Das heißt auch: „Niemand darf wegen seines Geschlechtes, seiner Abstammung, seiner Rasse, seiner Sprache, seiner Heimat und Herkunft, seines Glaubens, seiner religiösen oder politischen Anschauungen benachteiligt oder bevorzugt werden. Niemand darf wegen seiner Behinderung benachteiligt werden.“ (Artikel 3 des Grundgesetzes).

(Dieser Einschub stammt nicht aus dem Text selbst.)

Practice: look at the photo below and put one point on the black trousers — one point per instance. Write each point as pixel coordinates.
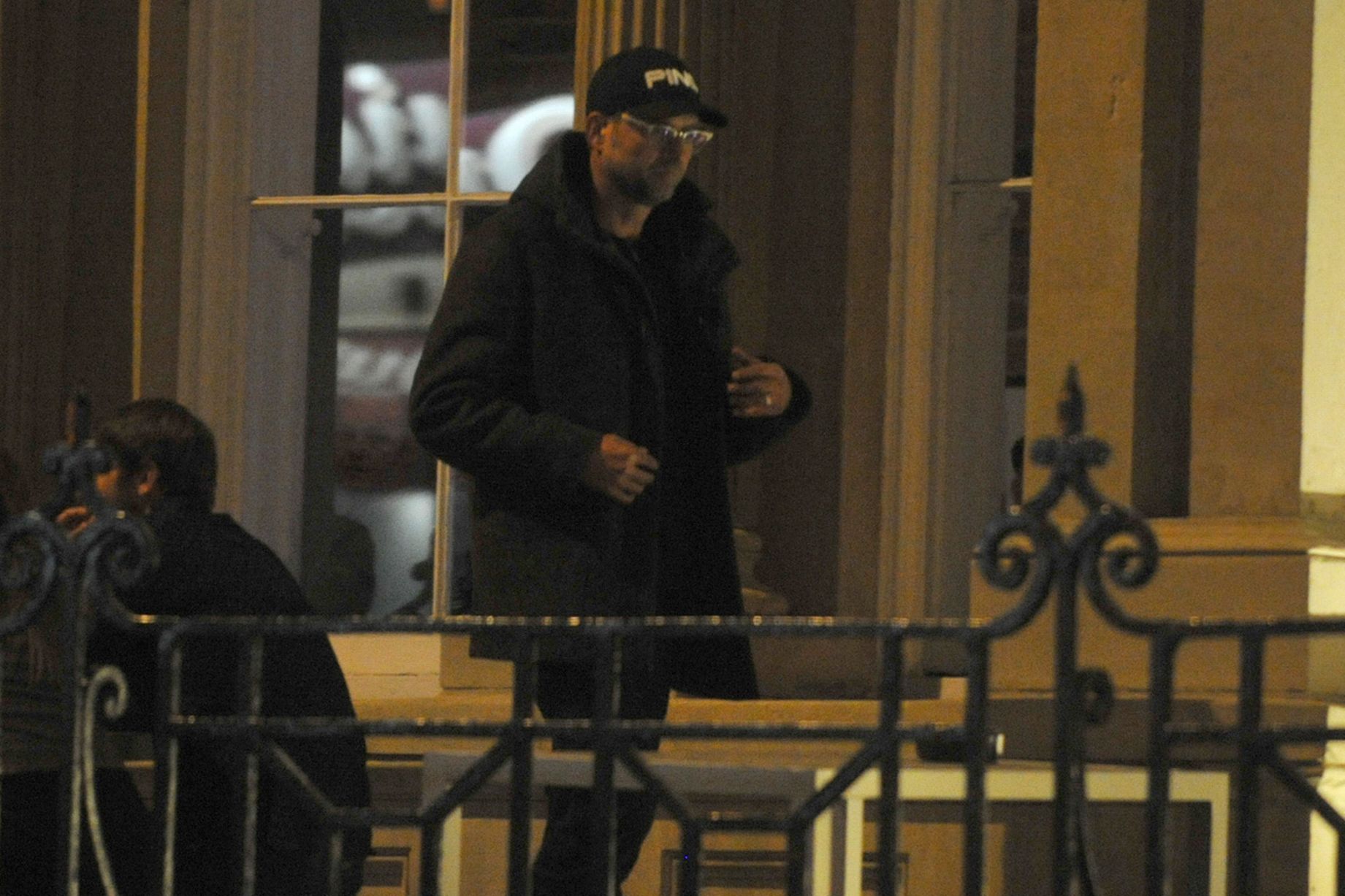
(565, 691)
(31, 851)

Die Rolle der neuen Oberbürgermeisterin

Bei allem nötigem Streit um die Sache eint alle Akteure – selbstverständlich auch die der Linken, von WIN, der Partei, den Tierschützern und AUF – die Hoffnung auf ein Gelsenkirchen, das nicht mehr in jeder Statistik den letzten Platz belegt. Gelsenkirchen ist so viel mehr, als ein stupider Städtevergleich überhaupt abbilden kann.

Aber Gelsenkirchen hat eben auch massive strukturelle Probleme, die bei allem Lokalpatriotismus nicht kleingeredet werden können. Karin Welge ist als Oberbürgermeisterin angetreten, die Stadt zu führen, zu verändern, zu gestalten. Die Arbeit ihres Vorgängers Frank Baranowski in allen Ehren, es ist Zeit für ein neues Kapitel in Gelsenkirchen.

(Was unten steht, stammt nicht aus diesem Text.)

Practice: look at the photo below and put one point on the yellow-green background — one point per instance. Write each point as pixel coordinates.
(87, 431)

Die Bürger dieser Stadt erwarten zurecht von Welge, dass sie dafür sorgt, dass einfache behördliche Dienstleistungen endlich unkompliziert und schnell online erledigt werden können, dass ignorante Müllsünder erwischt und bestraft werden, dass Investoren den Weg in die Stadt finden und dabei die beste Unterstützung bekommen, dass Gelsenkirchen mehr aus sich heraus anpackt und weniger larmoyant — wenn auch oft nicht ganz zu unrecht — achselzuckend auf Land und Bund verweist...

Werter Stadtrat, werte Frau Oberbürgermeisterin, die Zeit ist gekommen, Ihre Wahlversprechen umzusetzen. Gelsenkirchen verdient es!